The Story of America: Essays on Origins Irony

The Story of America: Essays on Origins Irony

“He Wasn’t a Liar”- “Here He Lyes”

The diction on Captain Smith’s grave surreptitiously insinuates that his writing is believable and ingenuous. However, Jill Lepore asserts, “Ah, but don’t believe it…Even his (Smith) mishaps prove his valor : who could have survived so may sea-fights , shipwrecks, mutinies, deserted islands, musket wounds, betrayals, prisons, and gashes gotten while jousting, except a man whose coat-of-arms depicted the severed , turbaned heads of three Turkish army officers he defeated in back-to back duels in Transylavania and whose motto-embalzone on his shield-sounds like a title of a James Bond Film set in Elizabethan England.” Lepore’s remarks conjecture that most of Smith’s writings are embroidered to portray him as a protagonist. Lepore deconstructs Smith’s proclamations to validate that the avowals on the epitaph are not earnest.

‘Franklin’s Perfection’-“The Way to Wealth”
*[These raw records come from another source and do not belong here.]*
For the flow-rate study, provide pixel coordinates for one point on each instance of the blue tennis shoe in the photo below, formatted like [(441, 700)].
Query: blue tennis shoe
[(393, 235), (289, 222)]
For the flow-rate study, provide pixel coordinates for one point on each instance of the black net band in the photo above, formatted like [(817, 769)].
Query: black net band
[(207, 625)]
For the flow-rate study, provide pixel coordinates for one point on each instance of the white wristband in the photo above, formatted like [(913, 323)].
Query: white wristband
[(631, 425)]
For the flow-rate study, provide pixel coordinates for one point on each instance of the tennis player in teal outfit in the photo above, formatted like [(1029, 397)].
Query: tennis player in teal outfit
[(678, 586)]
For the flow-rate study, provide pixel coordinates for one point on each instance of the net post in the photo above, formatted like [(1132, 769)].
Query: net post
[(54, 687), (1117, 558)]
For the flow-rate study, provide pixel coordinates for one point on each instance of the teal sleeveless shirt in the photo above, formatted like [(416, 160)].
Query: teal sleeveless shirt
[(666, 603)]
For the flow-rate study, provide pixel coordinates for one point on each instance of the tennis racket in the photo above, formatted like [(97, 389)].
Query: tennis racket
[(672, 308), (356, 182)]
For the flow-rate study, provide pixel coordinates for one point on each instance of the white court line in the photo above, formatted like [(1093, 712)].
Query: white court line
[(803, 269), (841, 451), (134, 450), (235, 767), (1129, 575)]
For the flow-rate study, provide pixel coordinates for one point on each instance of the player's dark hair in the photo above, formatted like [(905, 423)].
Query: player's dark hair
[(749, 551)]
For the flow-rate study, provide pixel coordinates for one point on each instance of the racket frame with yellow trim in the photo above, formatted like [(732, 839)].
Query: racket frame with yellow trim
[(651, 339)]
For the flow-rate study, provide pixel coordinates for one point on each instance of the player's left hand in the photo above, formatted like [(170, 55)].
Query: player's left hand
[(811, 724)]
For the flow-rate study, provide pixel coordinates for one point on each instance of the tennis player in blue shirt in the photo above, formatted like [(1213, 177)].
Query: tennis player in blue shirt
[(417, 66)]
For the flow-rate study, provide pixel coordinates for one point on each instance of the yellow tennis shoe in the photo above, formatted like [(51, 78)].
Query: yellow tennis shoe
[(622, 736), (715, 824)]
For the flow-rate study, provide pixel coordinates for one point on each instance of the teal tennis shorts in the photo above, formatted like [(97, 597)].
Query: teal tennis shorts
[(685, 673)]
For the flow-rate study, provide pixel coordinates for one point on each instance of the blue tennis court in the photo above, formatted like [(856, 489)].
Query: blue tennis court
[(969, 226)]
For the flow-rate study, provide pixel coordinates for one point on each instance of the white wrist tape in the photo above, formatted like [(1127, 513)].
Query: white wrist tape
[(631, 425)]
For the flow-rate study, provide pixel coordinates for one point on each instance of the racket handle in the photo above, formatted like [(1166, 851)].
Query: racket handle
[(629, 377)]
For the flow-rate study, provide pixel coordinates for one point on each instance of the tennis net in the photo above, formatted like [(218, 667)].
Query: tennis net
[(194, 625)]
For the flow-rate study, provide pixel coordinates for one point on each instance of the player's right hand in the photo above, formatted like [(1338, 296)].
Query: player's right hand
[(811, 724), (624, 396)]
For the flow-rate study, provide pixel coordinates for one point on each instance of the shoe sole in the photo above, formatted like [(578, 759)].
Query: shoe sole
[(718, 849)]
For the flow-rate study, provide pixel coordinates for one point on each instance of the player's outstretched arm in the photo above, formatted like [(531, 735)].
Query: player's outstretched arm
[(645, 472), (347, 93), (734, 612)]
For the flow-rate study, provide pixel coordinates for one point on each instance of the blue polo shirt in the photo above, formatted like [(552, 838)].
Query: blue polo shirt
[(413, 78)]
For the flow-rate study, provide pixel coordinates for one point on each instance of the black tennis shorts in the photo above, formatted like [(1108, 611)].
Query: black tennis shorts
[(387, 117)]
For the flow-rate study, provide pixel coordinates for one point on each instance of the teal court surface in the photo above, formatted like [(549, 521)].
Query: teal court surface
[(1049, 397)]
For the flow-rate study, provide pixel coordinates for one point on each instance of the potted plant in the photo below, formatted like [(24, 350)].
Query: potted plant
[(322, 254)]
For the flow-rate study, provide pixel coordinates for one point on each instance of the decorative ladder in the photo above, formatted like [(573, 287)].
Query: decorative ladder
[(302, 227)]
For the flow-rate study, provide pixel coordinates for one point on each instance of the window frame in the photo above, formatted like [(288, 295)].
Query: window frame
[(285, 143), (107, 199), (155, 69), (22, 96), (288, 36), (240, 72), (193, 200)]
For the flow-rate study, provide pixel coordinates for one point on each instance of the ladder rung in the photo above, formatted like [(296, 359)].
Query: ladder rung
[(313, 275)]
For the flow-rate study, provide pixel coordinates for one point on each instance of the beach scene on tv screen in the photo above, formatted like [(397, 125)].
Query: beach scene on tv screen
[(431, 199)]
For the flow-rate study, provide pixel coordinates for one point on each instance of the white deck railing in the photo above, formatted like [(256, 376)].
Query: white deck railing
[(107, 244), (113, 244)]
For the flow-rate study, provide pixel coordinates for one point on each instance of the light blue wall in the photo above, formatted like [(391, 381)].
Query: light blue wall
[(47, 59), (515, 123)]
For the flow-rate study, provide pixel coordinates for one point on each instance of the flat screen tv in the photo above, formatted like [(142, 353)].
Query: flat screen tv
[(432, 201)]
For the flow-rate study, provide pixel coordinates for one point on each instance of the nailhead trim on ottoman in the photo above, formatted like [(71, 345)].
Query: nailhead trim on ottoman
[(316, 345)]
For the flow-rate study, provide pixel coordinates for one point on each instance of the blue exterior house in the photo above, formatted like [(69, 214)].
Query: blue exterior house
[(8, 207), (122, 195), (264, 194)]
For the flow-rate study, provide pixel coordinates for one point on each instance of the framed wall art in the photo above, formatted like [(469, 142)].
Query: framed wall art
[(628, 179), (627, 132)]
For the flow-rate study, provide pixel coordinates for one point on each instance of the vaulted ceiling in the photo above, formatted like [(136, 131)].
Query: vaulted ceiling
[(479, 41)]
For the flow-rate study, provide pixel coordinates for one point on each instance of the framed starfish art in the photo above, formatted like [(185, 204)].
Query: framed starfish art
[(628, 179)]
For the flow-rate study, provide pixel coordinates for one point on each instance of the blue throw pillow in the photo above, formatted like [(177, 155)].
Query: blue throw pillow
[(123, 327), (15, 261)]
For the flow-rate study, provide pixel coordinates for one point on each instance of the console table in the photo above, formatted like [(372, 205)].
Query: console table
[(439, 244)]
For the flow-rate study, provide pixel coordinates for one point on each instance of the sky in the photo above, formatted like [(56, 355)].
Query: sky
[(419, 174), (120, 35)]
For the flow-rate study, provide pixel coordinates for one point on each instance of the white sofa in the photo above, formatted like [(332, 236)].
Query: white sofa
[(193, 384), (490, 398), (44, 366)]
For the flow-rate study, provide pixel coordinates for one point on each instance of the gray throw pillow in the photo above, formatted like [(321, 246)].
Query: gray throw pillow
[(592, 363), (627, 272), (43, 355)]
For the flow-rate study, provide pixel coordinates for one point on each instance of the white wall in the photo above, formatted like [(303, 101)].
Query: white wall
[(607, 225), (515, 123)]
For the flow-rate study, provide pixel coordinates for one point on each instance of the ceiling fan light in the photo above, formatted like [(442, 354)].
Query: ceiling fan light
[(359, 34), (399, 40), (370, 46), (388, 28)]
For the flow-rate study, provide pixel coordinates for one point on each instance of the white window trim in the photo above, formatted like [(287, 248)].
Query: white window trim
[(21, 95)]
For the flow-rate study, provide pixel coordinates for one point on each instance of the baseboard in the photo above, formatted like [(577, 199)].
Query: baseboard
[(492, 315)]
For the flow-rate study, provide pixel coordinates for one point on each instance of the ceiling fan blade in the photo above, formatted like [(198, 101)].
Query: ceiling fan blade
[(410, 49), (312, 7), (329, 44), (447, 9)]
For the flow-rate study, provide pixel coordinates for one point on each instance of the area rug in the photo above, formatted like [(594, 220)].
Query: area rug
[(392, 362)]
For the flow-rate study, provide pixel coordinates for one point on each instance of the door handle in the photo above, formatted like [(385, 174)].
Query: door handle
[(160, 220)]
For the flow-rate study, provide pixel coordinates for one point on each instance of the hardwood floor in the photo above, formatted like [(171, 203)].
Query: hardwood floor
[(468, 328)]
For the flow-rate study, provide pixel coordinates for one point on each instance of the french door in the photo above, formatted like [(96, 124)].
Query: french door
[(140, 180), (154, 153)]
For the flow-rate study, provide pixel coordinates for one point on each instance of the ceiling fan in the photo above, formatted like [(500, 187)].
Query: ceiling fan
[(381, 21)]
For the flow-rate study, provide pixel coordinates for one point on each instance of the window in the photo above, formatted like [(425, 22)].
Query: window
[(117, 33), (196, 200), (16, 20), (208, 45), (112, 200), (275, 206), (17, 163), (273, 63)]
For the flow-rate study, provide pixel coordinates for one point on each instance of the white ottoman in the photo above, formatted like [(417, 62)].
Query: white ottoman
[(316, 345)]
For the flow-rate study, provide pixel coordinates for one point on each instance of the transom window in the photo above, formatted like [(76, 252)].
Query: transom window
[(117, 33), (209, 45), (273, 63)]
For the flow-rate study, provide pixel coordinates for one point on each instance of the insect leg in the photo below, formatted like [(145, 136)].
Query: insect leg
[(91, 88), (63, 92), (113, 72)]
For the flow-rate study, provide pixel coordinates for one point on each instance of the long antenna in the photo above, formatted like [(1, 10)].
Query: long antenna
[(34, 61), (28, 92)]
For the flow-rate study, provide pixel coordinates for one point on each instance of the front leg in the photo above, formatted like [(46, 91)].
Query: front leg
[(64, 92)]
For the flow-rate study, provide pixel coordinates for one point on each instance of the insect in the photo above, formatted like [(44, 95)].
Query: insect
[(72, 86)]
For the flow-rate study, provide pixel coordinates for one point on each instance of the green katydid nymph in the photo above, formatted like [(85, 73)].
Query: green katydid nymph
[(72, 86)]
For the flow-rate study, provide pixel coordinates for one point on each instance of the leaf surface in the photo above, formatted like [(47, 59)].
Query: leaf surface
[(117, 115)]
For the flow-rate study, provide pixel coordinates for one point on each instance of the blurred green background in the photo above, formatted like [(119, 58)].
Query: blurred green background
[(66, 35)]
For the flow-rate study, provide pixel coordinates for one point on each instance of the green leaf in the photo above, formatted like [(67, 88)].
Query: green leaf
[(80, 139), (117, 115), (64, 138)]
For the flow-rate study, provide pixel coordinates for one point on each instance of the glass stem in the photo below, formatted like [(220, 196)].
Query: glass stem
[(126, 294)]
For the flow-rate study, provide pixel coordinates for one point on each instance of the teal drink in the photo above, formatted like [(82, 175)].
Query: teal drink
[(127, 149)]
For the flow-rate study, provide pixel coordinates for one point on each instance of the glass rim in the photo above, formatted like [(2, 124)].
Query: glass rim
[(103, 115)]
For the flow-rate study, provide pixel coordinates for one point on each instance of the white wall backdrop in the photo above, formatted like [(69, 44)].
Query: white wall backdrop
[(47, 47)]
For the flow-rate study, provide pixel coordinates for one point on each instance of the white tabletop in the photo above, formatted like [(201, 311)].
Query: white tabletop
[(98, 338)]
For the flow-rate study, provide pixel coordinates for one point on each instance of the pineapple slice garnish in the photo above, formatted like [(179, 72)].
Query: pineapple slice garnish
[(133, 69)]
Jill Lepore explicates, “ He( Franklin) carried with him a book in which he kept track, day by day, of whether he had lived according to thirteen virtues, including Silence, which he hoped to cultivate “ to break a habit I was getting into of Prattling, Punning and Joking. What made Franklin great was how nobly he strived for perfection; what makes him almost impossibly interesting is how far short he fell of it.” Evidently, Franklin committed his being to being impeccable based on how he endeavored to accomplish ‘the thirteen virtues’; his conscientiousness would have augmented his faultlessness but it did not. The irony of Franklin’s flawlessness specifies the integral blemishes in all humans, which Franklin would not bypass.